Into infinity and beyond ...
From the very beginning, the cinematography was fond of the idea of space travel.
Space travel in films is constantly evolving. In the era of the space race, space films anticipated a utopian future. In the 1970s, a darker vision took hold, reflecting the growing social and political disaster in the real world. And then, after Star Wars, a more fantastic and eventful view of life in space became the norm.
In the last decade, cinema's view of space travel has changed again. While Guardians of the Galaxy and Star Trek and Star Wars franchise reboots have emphasized adventure, many others, including Gravity (2013) and The Martian (2015), have looked to the potential dangers of space travel, which are becoming more commonplace in the world. Meanwhile, an increasing number of films, including Interstellar (2014), are wondering if we can find a new home on planet B. if humanity depletes the Earth.

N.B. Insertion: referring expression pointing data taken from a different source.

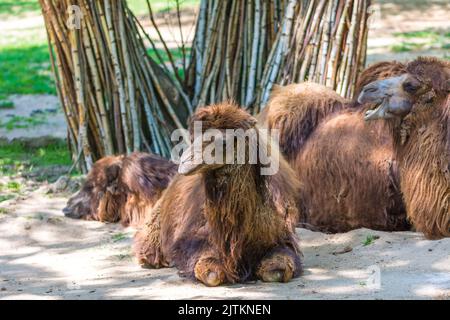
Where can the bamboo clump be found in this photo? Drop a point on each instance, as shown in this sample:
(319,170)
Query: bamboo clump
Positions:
(117,99)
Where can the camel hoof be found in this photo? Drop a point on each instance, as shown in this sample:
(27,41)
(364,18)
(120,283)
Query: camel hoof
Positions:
(212,279)
(273,276)
(209,273)
(278,268)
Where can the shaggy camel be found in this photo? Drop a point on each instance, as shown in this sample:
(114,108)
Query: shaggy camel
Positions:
(225,223)
(416,106)
(348,174)
(121,188)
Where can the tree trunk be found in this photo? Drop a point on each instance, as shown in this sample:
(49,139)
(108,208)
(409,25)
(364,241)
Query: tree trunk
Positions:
(117,100)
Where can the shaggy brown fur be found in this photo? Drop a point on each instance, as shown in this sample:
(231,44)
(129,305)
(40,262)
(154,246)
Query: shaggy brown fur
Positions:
(225,223)
(121,188)
(295,111)
(348,173)
(378,71)
(421,143)
(349,177)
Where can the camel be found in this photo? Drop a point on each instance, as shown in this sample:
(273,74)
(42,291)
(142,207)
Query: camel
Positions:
(348,173)
(225,223)
(416,108)
(121,188)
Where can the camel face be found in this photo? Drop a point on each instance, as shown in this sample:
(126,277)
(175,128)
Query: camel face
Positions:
(100,188)
(218,140)
(80,205)
(393,96)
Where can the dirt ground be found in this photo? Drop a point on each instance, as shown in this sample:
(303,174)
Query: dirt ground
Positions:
(44,255)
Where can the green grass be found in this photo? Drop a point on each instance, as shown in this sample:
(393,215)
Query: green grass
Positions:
(18,8)
(16,158)
(25,70)
(422,40)
(21,122)
(14,186)
(139,7)
(6,105)
(6,197)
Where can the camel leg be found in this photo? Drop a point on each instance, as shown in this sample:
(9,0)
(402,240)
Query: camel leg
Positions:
(279,265)
(147,243)
(208,270)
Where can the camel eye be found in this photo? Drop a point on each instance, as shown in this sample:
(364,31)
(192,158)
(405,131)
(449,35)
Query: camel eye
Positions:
(410,87)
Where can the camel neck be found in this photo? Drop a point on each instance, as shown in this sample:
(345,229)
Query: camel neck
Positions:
(422,152)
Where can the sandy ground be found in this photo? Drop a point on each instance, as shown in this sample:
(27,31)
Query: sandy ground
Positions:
(44,255)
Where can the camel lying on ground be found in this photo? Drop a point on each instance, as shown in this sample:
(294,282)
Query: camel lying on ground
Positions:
(416,109)
(225,223)
(121,188)
(346,167)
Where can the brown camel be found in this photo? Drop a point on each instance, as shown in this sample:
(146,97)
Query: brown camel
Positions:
(347,169)
(416,106)
(121,188)
(225,223)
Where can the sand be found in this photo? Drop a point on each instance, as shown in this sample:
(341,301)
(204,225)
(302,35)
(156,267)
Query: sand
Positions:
(44,255)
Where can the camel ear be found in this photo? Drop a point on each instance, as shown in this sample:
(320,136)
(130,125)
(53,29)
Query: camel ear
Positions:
(191,159)
(112,172)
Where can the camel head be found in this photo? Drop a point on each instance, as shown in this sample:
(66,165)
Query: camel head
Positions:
(214,145)
(101,187)
(426,81)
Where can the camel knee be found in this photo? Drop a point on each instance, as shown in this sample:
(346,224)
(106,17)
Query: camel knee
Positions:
(209,271)
(281,265)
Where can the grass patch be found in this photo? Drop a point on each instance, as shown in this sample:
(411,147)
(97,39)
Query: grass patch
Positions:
(15,158)
(118,237)
(21,122)
(25,70)
(14,186)
(18,8)
(139,7)
(38,216)
(422,40)
(370,239)
(6,197)
(6,105)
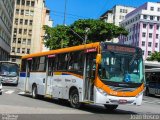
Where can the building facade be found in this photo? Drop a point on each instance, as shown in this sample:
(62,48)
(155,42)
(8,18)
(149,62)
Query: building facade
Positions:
(143,25)
(6,19)
(116,14)
(27,35)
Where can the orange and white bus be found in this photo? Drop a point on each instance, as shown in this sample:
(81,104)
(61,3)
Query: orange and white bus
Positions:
(97,73)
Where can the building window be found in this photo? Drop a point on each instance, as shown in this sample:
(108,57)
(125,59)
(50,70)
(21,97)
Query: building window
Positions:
(32,3)
(13,49)
(16,21)
(143,43)
(18,50)
(23,2)
(20,31)
(152,8)
(26,22)
(142,52)
(144,16)
(18,2)
(144,25)
(28,51)
(19,40)
(21,22)
(22,12)
(24,41)
(151,17)
(27,12)
(143,34)
(17,11)
(23,50)
(14,40)
(30,22)
(29,42)
(151,26)
(150,35)
(28,3)
(157,36)
(149,52)
(25,31)
(149,44)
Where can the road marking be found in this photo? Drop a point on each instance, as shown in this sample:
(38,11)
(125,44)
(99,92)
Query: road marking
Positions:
(9,92)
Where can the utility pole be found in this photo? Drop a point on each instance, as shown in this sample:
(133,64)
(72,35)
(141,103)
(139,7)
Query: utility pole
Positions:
(64,20)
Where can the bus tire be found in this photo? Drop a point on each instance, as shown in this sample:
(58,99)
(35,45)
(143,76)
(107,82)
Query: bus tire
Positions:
(34,91)
(74,99)
(110,107)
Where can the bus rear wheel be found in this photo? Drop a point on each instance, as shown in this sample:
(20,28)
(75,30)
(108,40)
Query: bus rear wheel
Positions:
(34,91)
(110,107)
(74,99)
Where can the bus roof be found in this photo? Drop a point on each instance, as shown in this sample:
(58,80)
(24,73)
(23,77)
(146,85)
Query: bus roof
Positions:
(63,50)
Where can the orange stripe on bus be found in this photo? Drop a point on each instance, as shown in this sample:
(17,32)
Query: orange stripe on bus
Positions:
(100,84)
(64,50)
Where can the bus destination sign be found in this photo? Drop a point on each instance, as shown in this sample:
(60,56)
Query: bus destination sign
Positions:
(120,48)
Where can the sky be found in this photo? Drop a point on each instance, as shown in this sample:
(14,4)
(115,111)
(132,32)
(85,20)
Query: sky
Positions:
(84,9)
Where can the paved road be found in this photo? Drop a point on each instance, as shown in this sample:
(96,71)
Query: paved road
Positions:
(12,103)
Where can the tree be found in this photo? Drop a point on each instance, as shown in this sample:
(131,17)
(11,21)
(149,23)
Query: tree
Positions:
(54,36)
(154,57)
(99,31)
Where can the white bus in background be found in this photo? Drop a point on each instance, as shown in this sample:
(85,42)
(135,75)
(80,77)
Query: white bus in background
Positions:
(9,72)
(101,73)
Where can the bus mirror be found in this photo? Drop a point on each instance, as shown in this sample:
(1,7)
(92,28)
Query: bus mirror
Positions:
(98,59)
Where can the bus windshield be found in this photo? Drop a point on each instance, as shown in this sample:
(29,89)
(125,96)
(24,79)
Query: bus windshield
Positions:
(8,69)
(121,67)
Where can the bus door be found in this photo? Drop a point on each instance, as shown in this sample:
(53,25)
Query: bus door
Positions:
(28,69)
(90,67)
(157,90)
(49,75)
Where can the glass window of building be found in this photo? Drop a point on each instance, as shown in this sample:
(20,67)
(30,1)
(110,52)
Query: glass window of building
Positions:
(26,22)
(18,50)
(149,52)
(24,41)
(152,8)
(19,40)
(150,35)
(143,43)
(157,36)
(29,42)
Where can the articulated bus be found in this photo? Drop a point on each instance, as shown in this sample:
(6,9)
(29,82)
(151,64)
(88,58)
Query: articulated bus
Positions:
(98,73)
(9,72)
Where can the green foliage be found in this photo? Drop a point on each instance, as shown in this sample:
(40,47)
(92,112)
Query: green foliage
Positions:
(98,31)
(154,57)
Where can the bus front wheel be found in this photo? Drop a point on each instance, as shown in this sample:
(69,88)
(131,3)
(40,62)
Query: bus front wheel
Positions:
(110,107)
(74,99)
(34,91)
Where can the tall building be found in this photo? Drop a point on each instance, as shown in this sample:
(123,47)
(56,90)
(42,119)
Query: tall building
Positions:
(116,14)
(143,25)
(6,18)
(27,35)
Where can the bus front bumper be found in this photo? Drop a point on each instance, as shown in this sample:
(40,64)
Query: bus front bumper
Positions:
(101,98)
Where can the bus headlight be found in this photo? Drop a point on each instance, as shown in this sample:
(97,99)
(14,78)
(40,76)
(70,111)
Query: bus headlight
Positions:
(102,91)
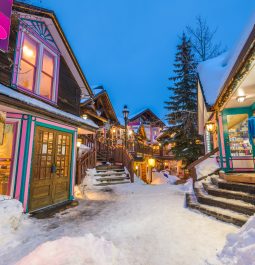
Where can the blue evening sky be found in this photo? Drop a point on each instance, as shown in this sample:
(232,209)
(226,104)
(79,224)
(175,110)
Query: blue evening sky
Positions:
(129,46)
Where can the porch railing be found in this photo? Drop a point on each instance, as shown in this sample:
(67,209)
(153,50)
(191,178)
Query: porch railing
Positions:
(192,167)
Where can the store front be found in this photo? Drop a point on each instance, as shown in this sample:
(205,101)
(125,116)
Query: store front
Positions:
(37,160)
(7,153)
(237,151)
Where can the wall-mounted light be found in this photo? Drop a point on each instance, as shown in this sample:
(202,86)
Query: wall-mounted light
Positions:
(151,162)
(210,126)
(240,99)
(27,51)
(85,116)
(79,142)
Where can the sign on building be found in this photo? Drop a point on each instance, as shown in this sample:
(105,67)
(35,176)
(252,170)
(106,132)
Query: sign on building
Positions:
(5,23)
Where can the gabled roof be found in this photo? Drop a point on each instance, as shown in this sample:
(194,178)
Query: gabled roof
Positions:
(101,95)
(210,75)
(216,74)
(24,102)
(51,21)
(147,114)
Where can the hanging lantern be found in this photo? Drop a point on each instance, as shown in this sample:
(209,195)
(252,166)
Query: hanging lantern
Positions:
(210,126)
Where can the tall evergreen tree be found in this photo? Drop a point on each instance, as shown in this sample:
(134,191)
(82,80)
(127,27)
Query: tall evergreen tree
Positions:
(182,104)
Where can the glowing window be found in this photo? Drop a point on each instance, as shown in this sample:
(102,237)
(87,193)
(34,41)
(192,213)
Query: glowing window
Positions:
(28,64)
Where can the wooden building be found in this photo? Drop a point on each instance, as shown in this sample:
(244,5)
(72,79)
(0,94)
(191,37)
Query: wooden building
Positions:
(229,78)
(41,84)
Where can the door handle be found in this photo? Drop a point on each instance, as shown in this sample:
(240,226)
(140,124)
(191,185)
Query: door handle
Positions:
(53,168)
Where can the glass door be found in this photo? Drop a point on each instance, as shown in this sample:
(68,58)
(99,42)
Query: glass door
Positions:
(6,158)
(238,144)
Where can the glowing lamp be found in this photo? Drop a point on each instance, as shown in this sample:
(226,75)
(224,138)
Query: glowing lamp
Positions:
(85,116)
(28,52)
(151,162)
(210,126)
(240,99)
(79,141)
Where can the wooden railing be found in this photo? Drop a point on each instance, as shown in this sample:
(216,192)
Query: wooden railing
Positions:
(86,160)
(192,167)
(121,155)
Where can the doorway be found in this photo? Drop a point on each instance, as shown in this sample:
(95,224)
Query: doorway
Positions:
(239,150)
(50,180)
(7,150)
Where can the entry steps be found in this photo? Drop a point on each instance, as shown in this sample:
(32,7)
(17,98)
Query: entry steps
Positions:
(224,200)
(111,175)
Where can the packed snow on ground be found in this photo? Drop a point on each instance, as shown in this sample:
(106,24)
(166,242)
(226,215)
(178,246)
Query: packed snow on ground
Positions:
(163,177)
(130,224)
(240,246)
(11,218)
(207,167)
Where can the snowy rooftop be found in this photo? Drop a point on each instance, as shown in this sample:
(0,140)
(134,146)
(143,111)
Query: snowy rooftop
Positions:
(210,75)
(41,105)
(213,73)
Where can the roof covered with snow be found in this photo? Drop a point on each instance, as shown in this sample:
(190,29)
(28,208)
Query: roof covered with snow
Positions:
(210,76)
(37,104)
(214,73)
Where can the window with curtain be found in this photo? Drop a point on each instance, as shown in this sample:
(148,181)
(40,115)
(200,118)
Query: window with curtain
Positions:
(37,70)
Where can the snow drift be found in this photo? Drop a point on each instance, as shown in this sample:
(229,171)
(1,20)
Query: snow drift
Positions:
(10,217)
(240,247)
(163,178)
(207,167)
(86,250)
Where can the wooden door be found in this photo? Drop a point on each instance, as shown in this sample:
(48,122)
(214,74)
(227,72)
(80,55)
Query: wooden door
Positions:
(50,168)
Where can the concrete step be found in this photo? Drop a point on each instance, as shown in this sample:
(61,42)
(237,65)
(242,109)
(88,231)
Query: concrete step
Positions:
(112,183)
(109,167)
(229,194)
(222,184)
(112,178)
(109,173)
(243,177)
(115,170)
(224,215)
(230,204)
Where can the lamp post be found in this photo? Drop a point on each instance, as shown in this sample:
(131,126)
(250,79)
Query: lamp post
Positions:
(151,163)
(125,112)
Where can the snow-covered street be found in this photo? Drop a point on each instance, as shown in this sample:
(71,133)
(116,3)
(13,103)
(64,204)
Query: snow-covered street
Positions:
(123,224)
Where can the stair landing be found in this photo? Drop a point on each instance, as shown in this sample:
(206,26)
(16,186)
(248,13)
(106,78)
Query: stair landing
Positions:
(240,177)
(228,201)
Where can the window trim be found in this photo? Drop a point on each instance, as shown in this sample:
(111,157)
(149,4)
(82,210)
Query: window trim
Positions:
(42,46)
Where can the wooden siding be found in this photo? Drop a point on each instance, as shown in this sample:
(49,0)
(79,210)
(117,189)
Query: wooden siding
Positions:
(69,92)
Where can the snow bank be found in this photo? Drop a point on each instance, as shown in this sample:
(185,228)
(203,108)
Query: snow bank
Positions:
(10,217)
(240,247)
(207,167)
(163,178)
(10,214)
(86,250)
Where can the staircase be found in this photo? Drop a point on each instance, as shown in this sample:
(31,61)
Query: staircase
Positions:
(111,175)
(224,200)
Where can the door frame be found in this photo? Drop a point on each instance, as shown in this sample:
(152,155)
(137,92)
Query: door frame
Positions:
(72,166)
(225,113)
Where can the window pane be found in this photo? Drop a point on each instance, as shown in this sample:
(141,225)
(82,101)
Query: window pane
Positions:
(29,50)
(45,86)
(26,75)
(48,63)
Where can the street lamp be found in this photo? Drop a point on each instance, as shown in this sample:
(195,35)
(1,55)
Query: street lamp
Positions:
(151,163)
(125,112)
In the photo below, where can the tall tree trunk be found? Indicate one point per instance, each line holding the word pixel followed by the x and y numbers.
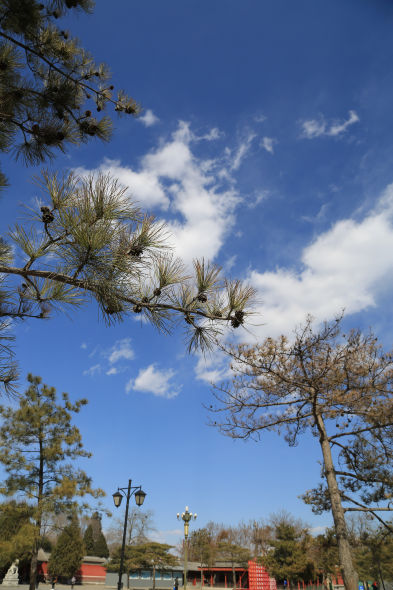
pixel 38 522
pixel 348 571
pixel 34 566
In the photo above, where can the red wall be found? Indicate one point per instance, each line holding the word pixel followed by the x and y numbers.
pixel 89 572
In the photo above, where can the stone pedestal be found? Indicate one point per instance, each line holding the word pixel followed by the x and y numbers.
pixel 12 576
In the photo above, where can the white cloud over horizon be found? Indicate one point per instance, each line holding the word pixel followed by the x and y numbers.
pixel 155 381
pixel 313 128
pixel 121 350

1. A space odyssey of 2001.
Stanley Kubrick's film, which showed the possibilities of science fiction cinema, continues to be a touchstone for any film devoted to space exploration. The story was the result of nearly two years of intense discussions between Kubrick and his co-writer, science fiction novelist Arthur Clarke, and took even longer to complete: the director began filming in December 1965 and only finished work on the film in March 1968.
2. Star Wars.
While sci-fi cinema generally developed in a more mature direction in the 1970s, George Lucas's third empire-building film took a completely opposite approach. Opening with an epic battle among the stars and culminating in an even larger battle, Star Wars will present a universe in which man mastered space travel, making a quick jump from one habitable planet to another, possible with a simple push.
By the time Ridley Scott directed this landmark sci-fi horror movie, space travel in films had become so commonplace that it seemed like almost anyone could do it. In Alien, astronauts are blue-collar workers complaining about bonuses and food. Their latest job is to tow 20 million tons of mineral ore to Earth. Only the threat of a suspension of wages convinces the Nostromo crew to make the fatal journey to the nearest “primordial” moon, from which they unwittingly return the most deadly predator of the universe to the ship.
4. Apollo 13.
Released in an undeveloped period for a space film, Apollo 13 recounts the period when space travel was suddenly a thing of the past after Neil Armstrong for a world preoccupied with problems on Earth. In Ron Howard's tale of the doomed adventure of Apollo 13 in 1970, it is only when astronauts Jim Lovell (Tom Hanks), Fred Hayes (Bill Paxton), and Jack Swigert (Kevin Bacon) find themselves in mortal danger on their way home from an interrupted mission on the moon ...
Adapted from the epic poem by Harry Martinson, the film by Pella Kagerman and Hugo Lilja lures the viewer into a luxury civilian vehicle destined for Mars, but which, after an accident, remains in space without a rudder and without the ability to turn around.
6. To the stars.
An Army Corps engineer travels the galaxy in search of his father, who went in search of an extraterrestrial civilization 20 years ago.